The company said the funds will be used to strengthen commercial teams, launch the first version of its Software-as-a-Service product, and test new development models for ridepooling fleets, following its first pilot public contract with the Casablanca–Settat Region. 

Glamera Holding signs MoU to acquire Bookr Group 

Middle East–based lifestyle technology platform Glamera Holding has signed a memorandum of understanding to acquire Bookr Group, a multi-market operator active across Kuwait, Bahrain, and Saudi Arabia. 

Founded in 2022 by Mohamed Hassan Hijazi and Omar Fathy, Glamera operates a technology platform for the beauty and wellness sector and has processed transactions exceeding SR4 billion ($1.07 billion), supporting more than 4,500 service providers. 

Bookr Group runs a service-provider management platform and consumer booking application. (SUpplied)

Bookr Group runs a service-provider management platform and consumer booking application with more than 300,000 users. 

Glamera said the acquisition will strengthen its regional footprint and support its ambition to build a unified, AI-powered ecosystem for service providers and end users, with the combined platform expected to serve millions across the Middle East. 

Mantas raises $1.77m seed 

UAE-based insurance tech Mantas has emerged from stealth with a $1.77 million seed funding round to launch parametric insurance products covering cloud outages and digital downtime. 

The round includes Nuwa Capital, Suhail Ventures, and Plus VC, as well as OQAL Angel Syndicate, and a group of angel investors. 

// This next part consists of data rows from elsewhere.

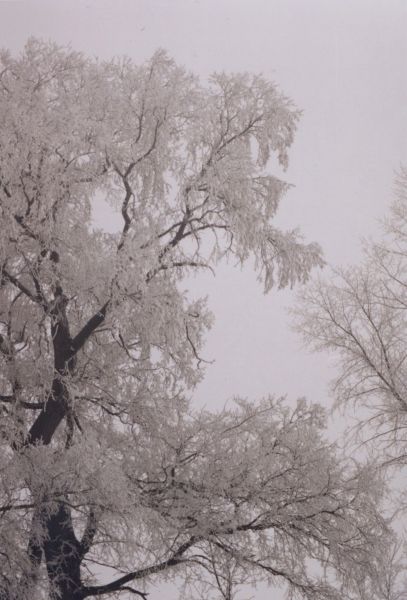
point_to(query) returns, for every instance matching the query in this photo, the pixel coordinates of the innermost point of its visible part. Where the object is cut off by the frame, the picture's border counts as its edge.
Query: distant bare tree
(103, 463)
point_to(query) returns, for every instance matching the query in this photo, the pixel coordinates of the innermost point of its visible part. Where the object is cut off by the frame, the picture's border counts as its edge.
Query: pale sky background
(344, 64)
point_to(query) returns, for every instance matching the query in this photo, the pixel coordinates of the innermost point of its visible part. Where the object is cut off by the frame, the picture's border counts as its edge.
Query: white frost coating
(102, 459)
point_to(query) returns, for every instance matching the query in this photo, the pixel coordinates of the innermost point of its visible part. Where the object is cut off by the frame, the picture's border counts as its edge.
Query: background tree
(360, 315)
(103, 462)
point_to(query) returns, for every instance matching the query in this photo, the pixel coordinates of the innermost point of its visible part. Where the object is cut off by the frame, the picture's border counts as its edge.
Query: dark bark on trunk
(63, 556)
(62, 551)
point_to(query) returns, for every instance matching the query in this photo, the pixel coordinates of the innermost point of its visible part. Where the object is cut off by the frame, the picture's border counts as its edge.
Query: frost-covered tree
(360, 315)
(108, 477)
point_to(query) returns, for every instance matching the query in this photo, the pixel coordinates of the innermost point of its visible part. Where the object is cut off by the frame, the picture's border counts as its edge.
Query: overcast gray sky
(344, 63)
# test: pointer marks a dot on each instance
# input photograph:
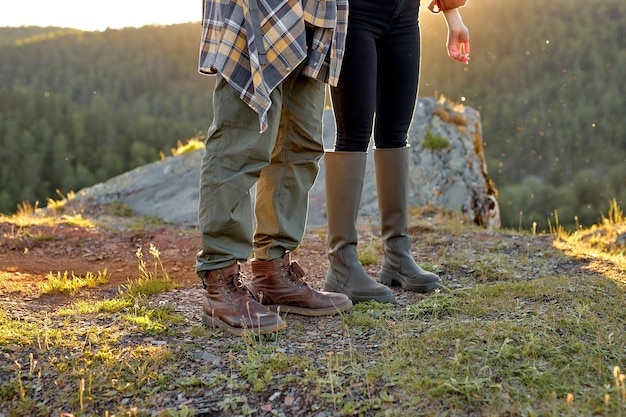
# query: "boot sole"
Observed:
(391, 278)
(213, 322)
(384, 299)
(302, 311)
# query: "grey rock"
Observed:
(455, 177)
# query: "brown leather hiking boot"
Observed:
(278, 284)
(229, 306)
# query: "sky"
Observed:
(91, 16)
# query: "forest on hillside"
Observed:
(77, 108)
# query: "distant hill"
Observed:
(77, 108)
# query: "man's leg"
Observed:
(234, 156)
(282, 204)
(283, 189)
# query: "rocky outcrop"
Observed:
(448, 169)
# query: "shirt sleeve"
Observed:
(437, 6)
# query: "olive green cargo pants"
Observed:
(283, 162)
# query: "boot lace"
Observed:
(294, 273)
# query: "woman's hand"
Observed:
(458, 36)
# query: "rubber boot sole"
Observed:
(317, 312)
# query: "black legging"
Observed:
(379, 75)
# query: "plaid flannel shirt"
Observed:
(229, 45)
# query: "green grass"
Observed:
(71, 284)
(521, 335)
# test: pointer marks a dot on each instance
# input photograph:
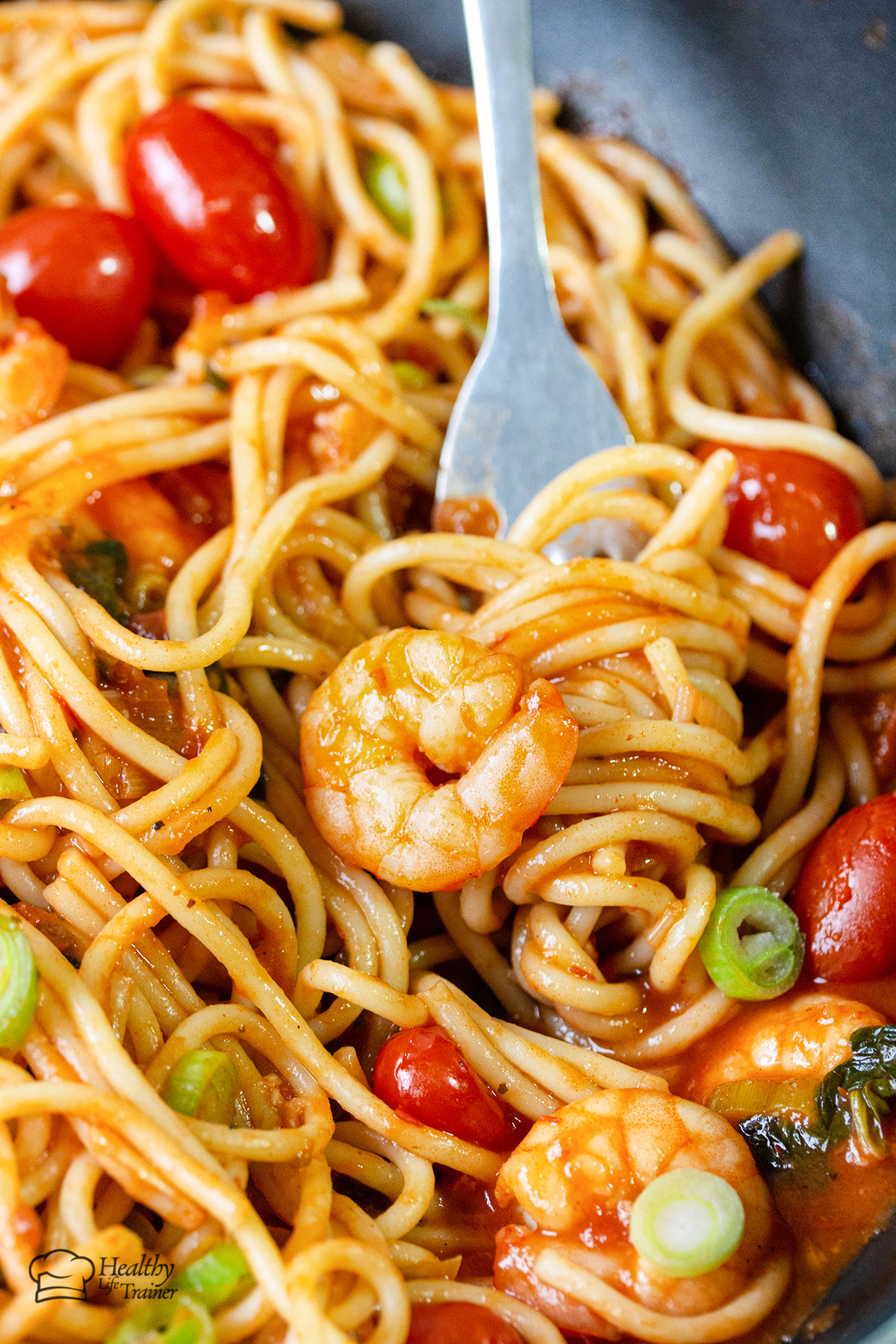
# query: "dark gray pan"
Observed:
(777, 113)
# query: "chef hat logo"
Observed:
(60, 1276)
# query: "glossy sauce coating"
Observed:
(467, 1323)
(472, 517)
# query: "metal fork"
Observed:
(531, 405)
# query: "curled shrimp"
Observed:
(802, 1036)
(33, 369)
(575, 1177)
(414, 703)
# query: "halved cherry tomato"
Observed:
(788, 511)
(423, 1075)
(84, 273)
(847, 894)
(215, 205)
(467, 1323)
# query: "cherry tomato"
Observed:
(437, 1323)
(422, 1074)
(84, 273)
(847, 894)
(215, 203)
(788, 511)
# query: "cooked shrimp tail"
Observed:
(401, 717)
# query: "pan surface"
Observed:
(777, 113)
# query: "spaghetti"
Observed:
(198, 547)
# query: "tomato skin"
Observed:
(422, 1074)
(84, 273)
(845, 898)
(215, 205)
(788, 511)
(437, 1323)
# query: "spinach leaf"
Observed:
(850, 1102)
(100, 570)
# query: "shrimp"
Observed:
(575, 1177)
(791, 1038)
(153, 532)
(414, 705)
(33, 370)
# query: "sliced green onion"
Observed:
(149, 376)
(180, 1320)
(13, 783)
(18, 983)
(217, 379)
(217, 1277)
(411, 376)
(753, 947)
(473, 326)
(203, 1083)
(790, 1097)
(687, 1222)
(388, 188)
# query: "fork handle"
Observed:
(520, 281)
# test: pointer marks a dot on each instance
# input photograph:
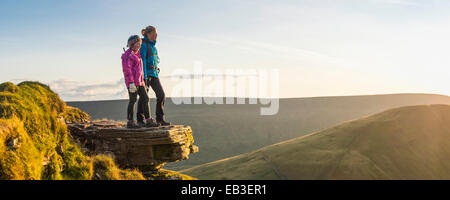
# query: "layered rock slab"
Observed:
(147, 149)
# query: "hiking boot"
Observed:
(141, 123)
(132, 124)
(151, 123)
(163, 122)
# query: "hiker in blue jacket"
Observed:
(150, 59)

Mantas founder Basil Mimi. (Supplied)

Founded in 2024 by Basil Mimi, Mantas combines cloud outage insurance with real-time risk monitoring, targeting digital-first businesses such as fintechs, airlines, e-commerce platforms, SaaS providers, and regulated enterprises. 

The company said the funds will support product development, risk modelling, and early customer deployments across MENA and North America. 

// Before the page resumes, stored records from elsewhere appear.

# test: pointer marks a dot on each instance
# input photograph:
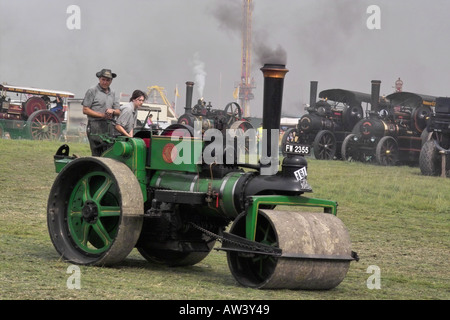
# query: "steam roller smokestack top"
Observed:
(375, 94)
(273, 95)
(313, 94)
(189, 90)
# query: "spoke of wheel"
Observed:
(102, 233)
(109, 211)
(102, 190)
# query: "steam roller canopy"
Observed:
(307, 241)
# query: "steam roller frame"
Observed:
(296, 250)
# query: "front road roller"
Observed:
(95, 211)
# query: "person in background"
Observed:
(100, 105)
(126, 121)
(150, 120)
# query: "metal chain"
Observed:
(221, 238)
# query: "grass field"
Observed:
(398, 220)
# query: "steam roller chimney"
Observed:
(273, 95)
(313, 94)
(189, 90)
(375, 95)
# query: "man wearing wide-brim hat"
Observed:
(100, 105)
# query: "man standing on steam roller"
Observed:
(100, 105)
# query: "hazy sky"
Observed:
(166, 42)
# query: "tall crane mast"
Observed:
(247, 84)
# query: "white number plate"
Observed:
(297, 148)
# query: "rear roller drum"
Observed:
(299, 235)
(95, 211)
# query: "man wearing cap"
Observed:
(100, 105)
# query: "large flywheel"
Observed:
(316, 251)
(95, 211)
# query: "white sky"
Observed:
(155, 42)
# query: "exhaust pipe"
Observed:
(273, 95)
(375, 95)
(313, 94)
(189, 90)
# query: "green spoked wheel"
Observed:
(297, 234)
(95, 211)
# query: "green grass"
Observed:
(398, 220)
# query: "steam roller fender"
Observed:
(95, 211)
(300, 235)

Juthor raises $500k pre-seed 

Saudi Arabia-based e-commerce startup Juthor has raised $500,000 in a pre-seed round led by Flat6Labs, with participation from angel investors. 

Juthor founders Lolwah Binsaedan and Irfan Khan. (Supplied)

Founded in 2025 by Lolwah Binsaedan and Irfan Khan, Juthor is building a cloud-based platform to help retailers manage sales across multiple online marketplaces through real-time stock synchronization and AI-driven customer insights. 

The company said the capital will be used to build scalable infrastructure and accelerate product development in Saudi Arabia and beyond. 

Yozo.ai secures $1.7 million pre-seed 

UAE-based e-commerce AI startup Yozo.ai has raised $1.7 million in pre-seed funding, with the round co-led by Access Bridge Ventures and Disruptech Ventures, with participation from Arzan VC, Oraseya Capital, and Plus VC, as well as Suhail Ventures, Glint Ventures, and M-Empire Angels. 

Founded in early 2025, Yozo builds an AI-native revenue engine designed to automate e-commerce growth and retention marketing. 

The company said the funding will support product development and international expansion beyond MENA. 

Abwaab operates a digital tutoring platform across Jordan, Egypt, and Pakistan. (Supplied)

Abwaab acquires Apex Education 

Jordan-based education tech platform Abwaab has acquired Egypt-based college admissions advisory Apex Education for an undisclosed amount. 

Founded in 2019, Apex Education provides personalized admissions guidance to students applying to leading global universities, while Abwaab operates a digital tutoring platform across Jordan, Egypt, and Pakistan. 

Abwaab said the acquisition strengthens its end-to-end offering, extending from tutoring through to international university admissions. 

Arabic.AI collaborates with Stanford University 

Arabic.AI has announced a collaboration with Stanford University’s Center for Research on Foundation Models to establish the first holistic benchmark for evaluating Arabic large language models. 

The initiative will extend Stanford’s HELM framework into Arabic, providing a transparent and reproducible reference for assessing model performance and risk. 

Arabic.AI said the collaboration supports its mission to advance Arabic-first AI models while contributing a public research asset for the wider AI and enterprise ecosystem.